Another war between France and Germany is unthinkable 40 years on from the Elysée Treaty of 1963. The treaty deepened what French and German leaders had already agreed when the European Coal and Steel Community was set up in 1951, the European Economic Community and the European Atomic Energy Community in 1957. In the same way the Franco-German agreements announced yesterday in Versailles will profoundly affect the future of the European Union as it decides how to organise its politics for the next generation.
These agreements must, of course, be set against the three wars they fought between 1870 and 1945. Two of them became world wars in which many millions died. Hence the moving prologue to the Coal and Steel treaty by the rulers of France, Germany, Belgium, Italy, Luxembourg and the Netherlands in 1951. They "resolved to substitute for age-old rivalries the merging of their essential interests; to create, by establishing an economic community, the basis for a broader and deeper community of peoples long divided by bloody conflicts; and to lay the foundations for institutions which will give direction to a destiny henceforward shared."
These famous words were echoed in yesterday's declaration, which said "France and Germany are linked by a shared destiny.
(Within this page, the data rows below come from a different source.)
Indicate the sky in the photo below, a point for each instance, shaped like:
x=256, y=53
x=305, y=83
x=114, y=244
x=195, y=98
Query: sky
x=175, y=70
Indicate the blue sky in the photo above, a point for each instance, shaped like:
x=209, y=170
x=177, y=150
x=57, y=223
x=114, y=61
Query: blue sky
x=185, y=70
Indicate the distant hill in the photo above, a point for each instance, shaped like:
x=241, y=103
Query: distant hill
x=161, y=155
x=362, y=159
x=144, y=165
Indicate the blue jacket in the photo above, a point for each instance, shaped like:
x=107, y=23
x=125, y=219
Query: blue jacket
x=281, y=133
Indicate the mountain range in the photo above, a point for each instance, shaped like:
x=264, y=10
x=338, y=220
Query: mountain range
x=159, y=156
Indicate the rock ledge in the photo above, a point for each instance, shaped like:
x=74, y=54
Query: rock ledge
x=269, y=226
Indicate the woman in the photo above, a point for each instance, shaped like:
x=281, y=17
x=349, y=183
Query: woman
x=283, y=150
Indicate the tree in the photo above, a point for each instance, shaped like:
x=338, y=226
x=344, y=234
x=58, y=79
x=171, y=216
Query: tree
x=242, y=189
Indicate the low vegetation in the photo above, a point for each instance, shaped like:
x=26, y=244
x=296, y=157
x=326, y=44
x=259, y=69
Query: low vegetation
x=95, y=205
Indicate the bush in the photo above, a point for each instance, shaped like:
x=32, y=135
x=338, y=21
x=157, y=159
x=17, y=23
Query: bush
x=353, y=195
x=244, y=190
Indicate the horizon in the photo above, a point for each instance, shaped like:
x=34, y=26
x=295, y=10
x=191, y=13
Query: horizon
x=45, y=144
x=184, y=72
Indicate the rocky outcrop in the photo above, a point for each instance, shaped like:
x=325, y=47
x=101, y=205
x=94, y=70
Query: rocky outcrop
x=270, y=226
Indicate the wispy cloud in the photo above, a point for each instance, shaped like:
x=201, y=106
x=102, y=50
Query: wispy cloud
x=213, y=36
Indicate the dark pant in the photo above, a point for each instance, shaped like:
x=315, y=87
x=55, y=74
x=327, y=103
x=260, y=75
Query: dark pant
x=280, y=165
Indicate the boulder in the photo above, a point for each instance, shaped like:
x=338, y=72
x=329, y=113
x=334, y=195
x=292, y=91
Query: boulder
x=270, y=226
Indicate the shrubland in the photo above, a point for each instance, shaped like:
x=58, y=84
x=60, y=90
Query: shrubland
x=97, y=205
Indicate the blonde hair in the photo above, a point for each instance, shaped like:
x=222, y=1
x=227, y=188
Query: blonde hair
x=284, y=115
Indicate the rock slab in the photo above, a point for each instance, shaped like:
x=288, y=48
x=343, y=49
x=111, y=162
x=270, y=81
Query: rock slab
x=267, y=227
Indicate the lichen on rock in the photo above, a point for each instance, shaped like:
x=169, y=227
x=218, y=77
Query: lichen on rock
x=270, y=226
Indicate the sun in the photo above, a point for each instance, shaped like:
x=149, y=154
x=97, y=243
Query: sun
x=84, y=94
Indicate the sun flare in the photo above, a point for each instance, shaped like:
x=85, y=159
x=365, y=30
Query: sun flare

Our common future is inseparable from that of a more integrated and enlarged European Union." A raft of proposals and new initiatives has been attached to this 40th anniversary. The most publicised and controversial one puts the case for a dual presidency of the EU - a Commission president elected by the European Parliament and confirmed by political leaders of the member-states; and a president of the European Council appointed by these leaders for a fixed term instead of the existing six-month rotating system. It has been convincingly criticised, especially by smaller states, as likely to undermine the Commission and bolster the role of the larger ones; but, given its provenance, it sets the agenda for political debate on this subject over coming months.
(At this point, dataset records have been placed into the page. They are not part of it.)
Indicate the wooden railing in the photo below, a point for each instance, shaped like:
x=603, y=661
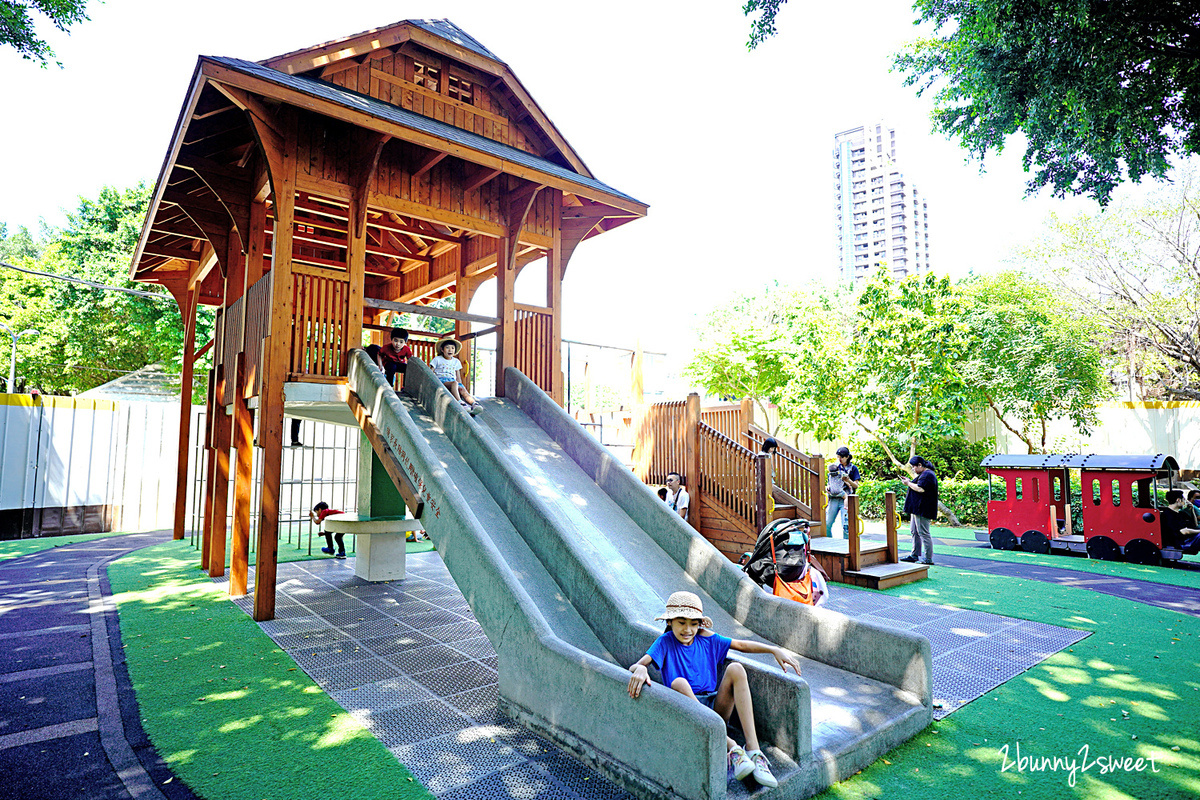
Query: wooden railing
x=725, y=420
x=321, y=299
x=660, y=443
x=258, y=320
x=796, y=473
x=534, y=331
x=732, y=474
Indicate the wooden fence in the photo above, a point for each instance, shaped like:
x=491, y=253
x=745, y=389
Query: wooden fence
x=725, y=420
x=799, y=475
x=732, y=475
x=534, y=331
x=318, y=335
x=659, y=438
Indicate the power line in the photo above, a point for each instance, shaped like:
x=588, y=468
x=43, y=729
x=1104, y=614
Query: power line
x=151, y=295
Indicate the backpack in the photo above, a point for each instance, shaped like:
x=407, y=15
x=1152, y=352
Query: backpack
x=835, y=487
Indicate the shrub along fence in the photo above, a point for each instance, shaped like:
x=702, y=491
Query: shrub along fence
x=966, y=498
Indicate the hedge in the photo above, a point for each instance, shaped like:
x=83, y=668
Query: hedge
x=966, y=498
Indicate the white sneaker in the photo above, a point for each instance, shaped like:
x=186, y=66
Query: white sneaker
x=741, y=763
x=761, y=769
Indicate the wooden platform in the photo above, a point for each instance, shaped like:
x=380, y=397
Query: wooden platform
x=873, y=572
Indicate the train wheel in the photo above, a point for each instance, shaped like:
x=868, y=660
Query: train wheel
x=1035, y=541
x=1002, y=539
x=1140, y=551
x=1103, y=549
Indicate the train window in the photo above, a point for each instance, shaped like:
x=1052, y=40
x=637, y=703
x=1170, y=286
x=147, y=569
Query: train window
x=1143, y=493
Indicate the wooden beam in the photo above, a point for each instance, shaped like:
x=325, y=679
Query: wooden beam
x=408, y=308
x=427, y=163
x=234, y=78
x=479, y=176
x=341, y=50
x=163, y=251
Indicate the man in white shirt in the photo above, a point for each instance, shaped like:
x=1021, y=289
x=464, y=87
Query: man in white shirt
x=677, y=495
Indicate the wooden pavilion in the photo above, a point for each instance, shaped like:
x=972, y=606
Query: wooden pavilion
x=309, y=196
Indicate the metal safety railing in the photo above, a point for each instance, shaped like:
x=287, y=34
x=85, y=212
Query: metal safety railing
x=324, y=469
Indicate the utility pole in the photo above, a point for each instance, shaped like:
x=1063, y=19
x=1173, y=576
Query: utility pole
x=12, y=365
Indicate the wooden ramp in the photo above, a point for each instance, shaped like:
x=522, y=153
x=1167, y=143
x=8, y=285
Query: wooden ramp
x=874, y=569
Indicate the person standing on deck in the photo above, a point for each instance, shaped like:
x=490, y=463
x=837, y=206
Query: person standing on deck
x=921, y=505
x=843, y=481
x=677, y=497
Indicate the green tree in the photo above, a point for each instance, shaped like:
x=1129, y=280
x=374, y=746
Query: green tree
x=763, y=25
x=743, y=350
x=1101, y=89
x=1135, y=270
x=90, y=336
x=909, y=343
x=19, y=247
x=1031, y=359
x=18, y=26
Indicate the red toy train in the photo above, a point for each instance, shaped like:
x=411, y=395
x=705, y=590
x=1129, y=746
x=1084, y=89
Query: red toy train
x=1119, y=505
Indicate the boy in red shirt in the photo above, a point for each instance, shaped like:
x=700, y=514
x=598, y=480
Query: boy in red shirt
x=393, y=358
x=318, y=515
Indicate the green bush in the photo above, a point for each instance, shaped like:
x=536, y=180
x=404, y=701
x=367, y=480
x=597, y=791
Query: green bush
x=953, y=457
x=966, y=498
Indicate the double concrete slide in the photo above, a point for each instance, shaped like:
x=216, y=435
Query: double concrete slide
x=567, y=558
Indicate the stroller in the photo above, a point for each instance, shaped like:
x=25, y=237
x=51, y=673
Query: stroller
x=780, y=564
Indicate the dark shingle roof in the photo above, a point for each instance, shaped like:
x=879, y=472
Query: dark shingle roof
x=387, y=112
x=448, y=30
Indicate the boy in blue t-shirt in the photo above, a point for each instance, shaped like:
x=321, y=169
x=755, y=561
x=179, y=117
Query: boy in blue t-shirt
x=690, y=656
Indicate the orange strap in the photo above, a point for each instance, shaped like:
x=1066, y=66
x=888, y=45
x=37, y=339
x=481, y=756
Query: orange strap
x=799, y=590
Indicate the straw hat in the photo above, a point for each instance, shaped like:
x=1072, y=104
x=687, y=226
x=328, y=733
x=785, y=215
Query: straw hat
x=448, y=340
x=687, y=605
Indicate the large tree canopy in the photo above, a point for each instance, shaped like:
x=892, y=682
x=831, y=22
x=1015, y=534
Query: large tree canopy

Also contained in the Franco-German plan is much closer co-operation over EU foreign policy, security, defence and criminal matters. The seriousness of their intent is underlined by reinforcement of their own bilateral relations, including radical plans for joint citizenship and closer cultural co-operation.
Franco-German relations over these 40-50 years have been an elite rather than a popular project - not unlike European integration itself. Increasingly, however, both these projects will have to engage citizens. France and Germany will also have to demonstrate anew that they retain the capacity to make a difference in a much larger European Union.